Demorado

No me acuerdo ya de cuantos años tenía y tampoco sé exactamente en que lugar del Meta estábamos en esas vacaciones, pero recuerdo que nos detuvimos en un lugar donde una gente con palas trabajaba junto a unas montañitas de hoja de coca. Era un viaje sin ninguna planificación, un viaje desbaratado como el Toyota de mi papá, en el que él estaba más ocupado en conversar y en tomar cerveza que en los asuntos prácticos y aburridores que conlleva viajar con dos niños. Apostaría que mi hermano y yo pasamos en esas vacaciones muchos días seguidos con exactamente la misma ropa sin que mi papá se percatara.

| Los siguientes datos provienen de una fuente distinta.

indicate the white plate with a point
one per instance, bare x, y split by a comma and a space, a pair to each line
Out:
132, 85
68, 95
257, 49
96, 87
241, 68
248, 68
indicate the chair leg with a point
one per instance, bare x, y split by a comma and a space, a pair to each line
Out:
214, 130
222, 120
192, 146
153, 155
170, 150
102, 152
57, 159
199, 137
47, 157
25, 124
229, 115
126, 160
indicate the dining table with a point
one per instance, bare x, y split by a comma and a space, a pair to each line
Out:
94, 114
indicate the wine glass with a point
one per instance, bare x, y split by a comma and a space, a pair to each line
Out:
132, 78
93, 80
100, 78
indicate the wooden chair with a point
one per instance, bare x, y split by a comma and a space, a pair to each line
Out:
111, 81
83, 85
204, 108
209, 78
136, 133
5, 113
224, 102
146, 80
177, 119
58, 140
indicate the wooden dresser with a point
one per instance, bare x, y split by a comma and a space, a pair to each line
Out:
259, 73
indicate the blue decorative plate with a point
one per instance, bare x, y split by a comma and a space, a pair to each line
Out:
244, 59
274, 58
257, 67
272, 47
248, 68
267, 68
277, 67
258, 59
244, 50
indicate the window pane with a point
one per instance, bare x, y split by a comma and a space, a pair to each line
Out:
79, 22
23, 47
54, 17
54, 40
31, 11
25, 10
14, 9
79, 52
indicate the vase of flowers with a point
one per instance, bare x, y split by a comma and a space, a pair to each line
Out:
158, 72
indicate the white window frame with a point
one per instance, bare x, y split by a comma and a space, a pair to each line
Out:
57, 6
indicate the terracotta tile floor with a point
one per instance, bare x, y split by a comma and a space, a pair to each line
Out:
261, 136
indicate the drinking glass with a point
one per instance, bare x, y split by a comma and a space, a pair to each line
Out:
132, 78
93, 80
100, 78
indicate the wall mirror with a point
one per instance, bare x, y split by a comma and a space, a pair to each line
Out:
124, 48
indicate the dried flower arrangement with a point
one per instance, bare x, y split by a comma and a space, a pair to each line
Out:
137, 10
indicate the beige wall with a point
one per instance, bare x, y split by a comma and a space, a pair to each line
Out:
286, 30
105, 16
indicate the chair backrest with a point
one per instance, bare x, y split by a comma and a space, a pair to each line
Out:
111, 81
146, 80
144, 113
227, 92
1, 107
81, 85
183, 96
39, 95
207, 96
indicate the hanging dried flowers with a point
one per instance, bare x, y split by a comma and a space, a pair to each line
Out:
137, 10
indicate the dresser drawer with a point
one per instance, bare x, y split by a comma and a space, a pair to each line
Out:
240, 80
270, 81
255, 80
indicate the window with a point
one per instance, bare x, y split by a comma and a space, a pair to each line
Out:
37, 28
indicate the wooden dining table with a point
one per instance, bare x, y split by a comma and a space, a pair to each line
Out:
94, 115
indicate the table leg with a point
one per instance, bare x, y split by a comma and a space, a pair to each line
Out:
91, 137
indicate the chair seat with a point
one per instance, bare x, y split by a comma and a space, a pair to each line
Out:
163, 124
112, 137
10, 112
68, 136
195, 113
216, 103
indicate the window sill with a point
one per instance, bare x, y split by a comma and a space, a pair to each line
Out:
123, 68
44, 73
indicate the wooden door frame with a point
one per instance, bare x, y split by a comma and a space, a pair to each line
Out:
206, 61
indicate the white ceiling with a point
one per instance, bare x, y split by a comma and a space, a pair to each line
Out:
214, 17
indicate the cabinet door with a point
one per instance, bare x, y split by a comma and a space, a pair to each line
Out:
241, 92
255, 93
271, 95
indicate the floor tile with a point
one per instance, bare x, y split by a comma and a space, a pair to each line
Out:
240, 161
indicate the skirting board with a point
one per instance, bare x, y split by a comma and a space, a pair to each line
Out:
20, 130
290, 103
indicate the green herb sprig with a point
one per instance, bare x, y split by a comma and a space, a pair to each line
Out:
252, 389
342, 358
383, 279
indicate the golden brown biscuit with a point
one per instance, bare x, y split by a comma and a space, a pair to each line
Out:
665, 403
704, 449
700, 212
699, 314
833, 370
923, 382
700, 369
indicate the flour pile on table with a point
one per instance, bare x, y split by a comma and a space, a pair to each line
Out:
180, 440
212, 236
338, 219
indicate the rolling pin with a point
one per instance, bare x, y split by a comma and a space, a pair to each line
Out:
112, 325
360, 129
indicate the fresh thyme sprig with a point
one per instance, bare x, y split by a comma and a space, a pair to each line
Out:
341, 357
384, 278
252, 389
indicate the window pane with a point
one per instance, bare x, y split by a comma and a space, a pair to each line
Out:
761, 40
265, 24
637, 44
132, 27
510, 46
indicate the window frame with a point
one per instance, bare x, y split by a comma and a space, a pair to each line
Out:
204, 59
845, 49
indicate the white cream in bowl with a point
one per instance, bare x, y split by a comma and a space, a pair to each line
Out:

Es posible que haya sido en esas vacaciones también cuando pasamos por Mapiripán, pueblo que se convertiría algunos años mas tarde en el escenario de una famosa masacre de las AUC. Recuerdo que vi un letrero vertical en una droguería: “MAPIRIPAN”, y me lamenté interiormente de que el nombre del pueblo no terminará en M, lo que lo hubiera hecho palíndrome.

Fue en ese viaje en el que en algún momento pasamos, no sé por qué, unos cuantos días en una ranchería precaria donde no había nada que hacer para un niño salvo dedicarse a la observación de unas hormigas monstruosas que se comían cuanto infeliz bicho se les pusiera al lado.

Una mañana me desperté y en el rancho ya otras personas estaban por ahí despiertas, tomando tinto. Estaba mi papá y un tipo que no se quien era, probablemente algún habitante circunstancial de ese caserío. Mientras conversaba con mi papá, el tipo en cuestión agarró desprevenidamente uno de mis zapatos del suelo y lo sacudió (una de las consignas en ese lugar salido de “La vorágine” era revisar los zapatos por la mañana antes de calzarlos, en caso de que en ellos algo hubiese decidido hacer su nido durante la noche). Fue ahí cuando vimos salir del zapato un ciempiés enorme que inmediatamente huyó del lugar, buscando alguna rendija en el suelo. Impresionado, durante el resto del viaje nunca se me olvidó el asunto de revisar los zapatos. Tampoco he vuelto a ver un ciempiés igual de grande en toda la vida.

Como 25 años mas tarde estaba caminando al trabajo, en Montreal, pensando en cosas que no tenían nada que ver con zapatos ni ciempieces ni llanos orientales ni nada, cuando no sé de donde la verdad se reveló en mi mente, nitida: obviamente el que el tipo hubiera sacudido mi zapato no había sido un hecho fortuito, tuvo que haber sido él mismo el que puso el ciempiés en mi zapato de antemano, antes de que yo me despertará. Una farsa con fines pedagógicos.

A veces me demoro un rato en conectar los puntos.